Japan was allowed to export to the American market, while keeping its internal market largely closed to U.S. imports by means of nontariff barriers.

Japan's export-oriented strategy was tolerated by American leaders from the 1950s until the 1980s because they were willing to sacrifice the economic interests of American industries threatened by Japanese imports to the military imperative of a strong U.S.-Japan alliance against the Soviet bloc…

http://newamerica.net/publications/articles/2000/japan_and_the_united_states_a_new_grand_bargain

 

During the Cold War, the U.S. abandoned those plans and improvised a strategy of U.S. hegemony or primacy. America's Cold War hegemony strategy rested on two pillars: dual containment and unilateral free trade.

Dual containment meant that the U.S. contained both the Soviet Union and communist China and its conquered, demilitarized allies West Germany and Japan, which could not be allowed to reemerge as independent military powers rather than U.S. satellites.

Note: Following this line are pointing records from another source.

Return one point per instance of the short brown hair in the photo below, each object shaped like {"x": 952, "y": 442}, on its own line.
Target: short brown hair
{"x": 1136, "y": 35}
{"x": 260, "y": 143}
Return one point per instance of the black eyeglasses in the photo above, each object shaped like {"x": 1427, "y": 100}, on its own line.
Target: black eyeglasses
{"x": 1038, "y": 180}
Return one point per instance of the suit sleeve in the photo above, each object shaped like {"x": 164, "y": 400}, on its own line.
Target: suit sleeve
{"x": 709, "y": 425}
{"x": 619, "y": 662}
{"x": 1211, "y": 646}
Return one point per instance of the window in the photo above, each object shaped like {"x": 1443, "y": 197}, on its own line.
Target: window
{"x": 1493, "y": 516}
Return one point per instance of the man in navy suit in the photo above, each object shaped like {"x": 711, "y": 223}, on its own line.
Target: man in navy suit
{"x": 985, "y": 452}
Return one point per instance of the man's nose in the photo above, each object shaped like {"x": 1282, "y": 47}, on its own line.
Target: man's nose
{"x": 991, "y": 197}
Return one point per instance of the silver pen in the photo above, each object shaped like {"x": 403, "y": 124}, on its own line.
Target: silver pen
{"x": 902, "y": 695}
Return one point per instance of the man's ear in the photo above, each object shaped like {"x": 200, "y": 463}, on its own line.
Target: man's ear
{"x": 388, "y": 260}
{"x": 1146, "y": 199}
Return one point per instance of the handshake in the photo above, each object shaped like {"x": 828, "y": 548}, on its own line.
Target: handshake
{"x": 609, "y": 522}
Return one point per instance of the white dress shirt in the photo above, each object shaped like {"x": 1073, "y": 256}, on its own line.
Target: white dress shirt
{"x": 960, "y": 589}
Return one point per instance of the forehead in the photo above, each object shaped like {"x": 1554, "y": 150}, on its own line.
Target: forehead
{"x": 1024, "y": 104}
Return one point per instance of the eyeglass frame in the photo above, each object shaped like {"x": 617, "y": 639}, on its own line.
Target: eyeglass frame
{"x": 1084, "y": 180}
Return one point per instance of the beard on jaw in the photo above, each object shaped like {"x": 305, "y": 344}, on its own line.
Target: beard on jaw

To keep West Germany and Japan as satisfied client-states, the U.S. promised not only to protect their vital security interests but also to practice unilateral free trade, opening its markets to their exports.

Throughout the Cold War and beyond, the U.S. turned a blind eye to the aggressive trade policies of its allies, particularly Japan, South Korea, Taiwan and other Asian client-states. They were allowed to protect their domestic markets and subsidize their industries, while enjoying access to American consumers.

For half a century the strategic elite in both parties has been willing to sacrifice U.S. industries in order to bribe the other major industrial countries into staying within the U.S. alliance system….

http://newamerica.net/node/13515

http://newamerica.net/publications/articles/2010/the_us_is_stuck_in_the_cold_war_29951

Kanes
March 8, 2013 at 11:15

Good timing for US to press on. With the fragile security situation, Japan has no option than to agree to US economic demands.

John Chan
March 8, 2013 at 09:52

Japan is a very protectionist nation; it implements all kind of discriminatory incentives. rules and regulations to discourage Japanese from buying foreign goods, for example you hardly can find any foreign made cars in Japan, their behaviour is very detrimental to globalization and free-market economy.

To ensure Japan an honest member of TPP, TPP must insist to establish enforceable means that can make Japanese to eliminate all those discriminatory incentives, rules and regulations during it membership negotiation.

 

Yukio Mishima-San
March 8, 2013 at 06:08

Ahh … the conquest and colonization of Japan will be complete soon.  Banzai! What a joke.  Great job, Mr Abe.